User:Godiard/WkipediaDataRebuild

Updating data in Wikipedia activities

This page is deprecated, the updated info is in http://wiki.sugarlabs.org/go/Activities/Wikipedia/HowTo

Processing new wikipedia datadumps

Wikipedia provide a daily xml files dump fro every language. My test were done with the spanish dump. The file used was eswiki-20110810-pages-articles.xml.bz2 from http://dumps.wikimedia.org/eswiki/20110810/

After decompress the file, I processed it with pages_parser.py

This parser generate the following files :

5759736764 sep  2 18:02 eswiki-20110810-pages-articles.xml
 264264855 sep  9 19:30 eswiki-20110810-pages-articles.xml.blacklisted
 609941327 sep 19 01:13 eswiki-20110810-pages-articles.xml.links
4328870460 sep  9 19:30 eswiki-20110810-pages-articles.xml.processed
  66735340 sep 18 20:50 eswiki-20110810-pages-articles.xml.redirects
  45633058 sep  9 19:30 eswiki-20110810-pages-articles.xml.templates
  24481677 sep  9 19:30 eswiki-20110810-pages-articles.xml.titles

The file blacklisted have the content of all the pages in blacklisted namespaces ('Wikipedia:', 'MediaWiki:'). The list of blacklisted namespaces is configured in pages_parser.py

The file links have the same structure than the file all_links generated by PageLinks.pl (see Original process) Every page is stored in a line, the first word is the page title, and next, space separated, are all the links in the page. The spaces in the name of the page or the links are replaced by "_"

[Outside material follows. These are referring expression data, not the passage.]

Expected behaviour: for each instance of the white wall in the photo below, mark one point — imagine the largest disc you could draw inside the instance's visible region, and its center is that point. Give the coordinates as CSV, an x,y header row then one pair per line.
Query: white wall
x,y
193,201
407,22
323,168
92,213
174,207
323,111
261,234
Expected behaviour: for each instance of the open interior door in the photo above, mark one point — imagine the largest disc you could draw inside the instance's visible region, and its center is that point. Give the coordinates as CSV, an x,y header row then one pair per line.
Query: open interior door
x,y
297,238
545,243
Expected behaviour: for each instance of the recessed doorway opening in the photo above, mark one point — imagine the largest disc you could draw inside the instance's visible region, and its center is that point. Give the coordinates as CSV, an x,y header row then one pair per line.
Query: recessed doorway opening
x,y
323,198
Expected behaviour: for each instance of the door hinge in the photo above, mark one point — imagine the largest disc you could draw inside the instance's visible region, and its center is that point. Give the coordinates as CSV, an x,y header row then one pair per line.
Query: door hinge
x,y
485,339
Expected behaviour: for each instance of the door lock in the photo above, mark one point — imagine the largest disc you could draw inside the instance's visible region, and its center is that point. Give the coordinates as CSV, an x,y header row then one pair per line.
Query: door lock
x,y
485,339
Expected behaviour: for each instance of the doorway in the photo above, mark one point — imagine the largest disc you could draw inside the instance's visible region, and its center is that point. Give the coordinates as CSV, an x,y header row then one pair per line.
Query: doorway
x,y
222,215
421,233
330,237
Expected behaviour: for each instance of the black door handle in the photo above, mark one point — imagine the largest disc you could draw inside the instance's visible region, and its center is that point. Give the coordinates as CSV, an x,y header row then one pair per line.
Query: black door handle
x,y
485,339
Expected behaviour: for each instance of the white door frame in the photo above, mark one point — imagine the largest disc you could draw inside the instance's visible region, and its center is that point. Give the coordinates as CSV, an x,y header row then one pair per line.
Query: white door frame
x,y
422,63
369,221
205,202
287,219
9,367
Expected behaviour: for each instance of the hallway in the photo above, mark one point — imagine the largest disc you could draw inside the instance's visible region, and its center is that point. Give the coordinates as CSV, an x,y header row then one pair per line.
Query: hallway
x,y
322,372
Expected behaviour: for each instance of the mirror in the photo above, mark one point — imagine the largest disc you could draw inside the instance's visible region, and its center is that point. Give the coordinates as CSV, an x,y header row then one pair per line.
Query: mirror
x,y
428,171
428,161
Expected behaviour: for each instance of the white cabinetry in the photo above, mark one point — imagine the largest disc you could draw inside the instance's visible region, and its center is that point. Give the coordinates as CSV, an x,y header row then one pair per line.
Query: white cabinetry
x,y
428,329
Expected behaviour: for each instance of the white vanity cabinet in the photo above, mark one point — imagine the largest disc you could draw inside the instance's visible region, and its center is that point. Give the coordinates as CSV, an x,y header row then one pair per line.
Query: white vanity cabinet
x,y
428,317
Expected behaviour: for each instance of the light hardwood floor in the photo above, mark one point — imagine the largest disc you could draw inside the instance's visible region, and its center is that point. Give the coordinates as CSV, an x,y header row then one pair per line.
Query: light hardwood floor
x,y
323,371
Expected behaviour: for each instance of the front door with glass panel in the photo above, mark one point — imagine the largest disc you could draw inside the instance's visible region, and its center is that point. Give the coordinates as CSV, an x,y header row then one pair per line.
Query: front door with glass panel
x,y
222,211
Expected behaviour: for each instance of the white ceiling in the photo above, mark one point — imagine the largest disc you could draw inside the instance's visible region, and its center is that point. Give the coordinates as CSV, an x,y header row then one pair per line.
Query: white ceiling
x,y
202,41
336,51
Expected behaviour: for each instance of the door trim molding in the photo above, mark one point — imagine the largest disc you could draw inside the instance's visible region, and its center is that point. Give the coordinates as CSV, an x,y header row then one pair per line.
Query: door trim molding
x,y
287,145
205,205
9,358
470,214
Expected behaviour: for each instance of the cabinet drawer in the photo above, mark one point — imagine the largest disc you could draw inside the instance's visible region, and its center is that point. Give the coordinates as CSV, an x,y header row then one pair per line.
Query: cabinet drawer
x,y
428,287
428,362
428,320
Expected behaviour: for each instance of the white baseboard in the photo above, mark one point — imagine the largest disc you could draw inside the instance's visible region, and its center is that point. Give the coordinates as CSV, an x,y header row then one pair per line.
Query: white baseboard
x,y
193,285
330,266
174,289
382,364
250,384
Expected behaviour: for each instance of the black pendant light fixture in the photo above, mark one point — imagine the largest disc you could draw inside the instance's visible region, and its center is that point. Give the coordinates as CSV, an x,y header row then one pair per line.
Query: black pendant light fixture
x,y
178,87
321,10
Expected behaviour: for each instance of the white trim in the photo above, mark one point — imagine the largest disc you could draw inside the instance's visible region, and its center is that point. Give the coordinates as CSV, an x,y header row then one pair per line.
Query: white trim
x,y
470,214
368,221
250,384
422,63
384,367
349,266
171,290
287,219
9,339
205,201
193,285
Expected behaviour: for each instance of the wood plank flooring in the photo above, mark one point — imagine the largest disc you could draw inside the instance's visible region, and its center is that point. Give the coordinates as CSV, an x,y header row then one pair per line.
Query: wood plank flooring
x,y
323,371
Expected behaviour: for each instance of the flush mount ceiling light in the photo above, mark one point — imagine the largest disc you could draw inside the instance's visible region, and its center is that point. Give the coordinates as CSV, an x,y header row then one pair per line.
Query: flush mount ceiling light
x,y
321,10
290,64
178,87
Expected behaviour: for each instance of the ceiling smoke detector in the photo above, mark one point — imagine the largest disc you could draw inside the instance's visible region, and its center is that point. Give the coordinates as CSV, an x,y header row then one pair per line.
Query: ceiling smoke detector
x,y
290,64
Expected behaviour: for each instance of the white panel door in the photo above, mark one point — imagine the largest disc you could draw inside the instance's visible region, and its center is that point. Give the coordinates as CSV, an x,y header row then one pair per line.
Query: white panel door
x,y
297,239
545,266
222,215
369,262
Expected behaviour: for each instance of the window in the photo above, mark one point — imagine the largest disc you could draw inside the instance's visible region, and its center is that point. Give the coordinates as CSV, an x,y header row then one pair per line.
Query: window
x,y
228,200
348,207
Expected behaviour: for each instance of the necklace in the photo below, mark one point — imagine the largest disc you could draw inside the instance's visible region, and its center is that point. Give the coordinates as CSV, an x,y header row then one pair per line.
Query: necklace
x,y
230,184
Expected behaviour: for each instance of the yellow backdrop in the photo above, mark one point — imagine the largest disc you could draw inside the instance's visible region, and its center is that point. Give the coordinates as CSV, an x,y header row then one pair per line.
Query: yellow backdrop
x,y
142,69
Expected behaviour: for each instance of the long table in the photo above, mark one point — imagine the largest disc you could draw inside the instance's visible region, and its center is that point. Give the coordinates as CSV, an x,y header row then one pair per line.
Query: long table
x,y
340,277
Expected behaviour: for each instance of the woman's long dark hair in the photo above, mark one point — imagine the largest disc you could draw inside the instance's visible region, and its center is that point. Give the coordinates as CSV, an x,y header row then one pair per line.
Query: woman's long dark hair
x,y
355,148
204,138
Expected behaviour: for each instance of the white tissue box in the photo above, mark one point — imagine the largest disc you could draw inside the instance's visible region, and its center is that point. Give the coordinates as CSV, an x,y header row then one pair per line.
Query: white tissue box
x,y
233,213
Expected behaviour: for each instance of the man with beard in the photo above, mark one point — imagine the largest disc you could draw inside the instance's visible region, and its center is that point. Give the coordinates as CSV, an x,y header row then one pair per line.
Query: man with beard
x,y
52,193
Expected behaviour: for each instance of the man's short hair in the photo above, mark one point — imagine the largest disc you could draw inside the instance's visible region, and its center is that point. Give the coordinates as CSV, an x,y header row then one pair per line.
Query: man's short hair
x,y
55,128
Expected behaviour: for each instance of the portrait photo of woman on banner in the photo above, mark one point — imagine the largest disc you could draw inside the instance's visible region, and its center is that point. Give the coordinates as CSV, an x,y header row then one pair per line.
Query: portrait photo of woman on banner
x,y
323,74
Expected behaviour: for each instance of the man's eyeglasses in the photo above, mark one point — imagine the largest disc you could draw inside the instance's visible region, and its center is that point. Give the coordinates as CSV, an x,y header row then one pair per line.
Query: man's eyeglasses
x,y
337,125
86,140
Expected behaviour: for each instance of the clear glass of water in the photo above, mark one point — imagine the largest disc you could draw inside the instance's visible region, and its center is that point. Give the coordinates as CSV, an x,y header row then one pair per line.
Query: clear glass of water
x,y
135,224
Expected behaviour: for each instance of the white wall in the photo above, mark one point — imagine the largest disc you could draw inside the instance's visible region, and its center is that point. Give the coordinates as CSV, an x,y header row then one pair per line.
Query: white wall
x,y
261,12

The file processed have the same structure than the old all_pages file:

'\01\n'
'%s\n' % title
'%d\n' % len(page)
'\02\n
'%s\n' % page
'\03\n'

processed, like all_pages have only the real pages, not the redirects.

The file redirects have a list of all the redirects, and the same format than the old all_redirects

[ [title ] ]\t[ [destination] ]

(without spaces between, but wiki is confussed)

Right now, the spanish wikipedia have two different tags to identify a redirect '#REDIRECT' and '#REDIRECCIÓN', and 1214139 pages were identified like redirects. The tags are configured in pages_parser.py

The file templates have the same format than the processed file.

The file titles have the same format than the old all_pages file, one line by page with the page title. Excluding the blacklisted, the templates and the redirects, this file have reference of 1060777 pages.

Selecting a piece

When the first version version of wikiserver was prepared, the spanish version had between 200.000 and 300.000 articles. [1] Selecting 40.000 articles means between a 20% and a 13%. The blog post from Chris Ball [2] suggest this percentage was near 20% too.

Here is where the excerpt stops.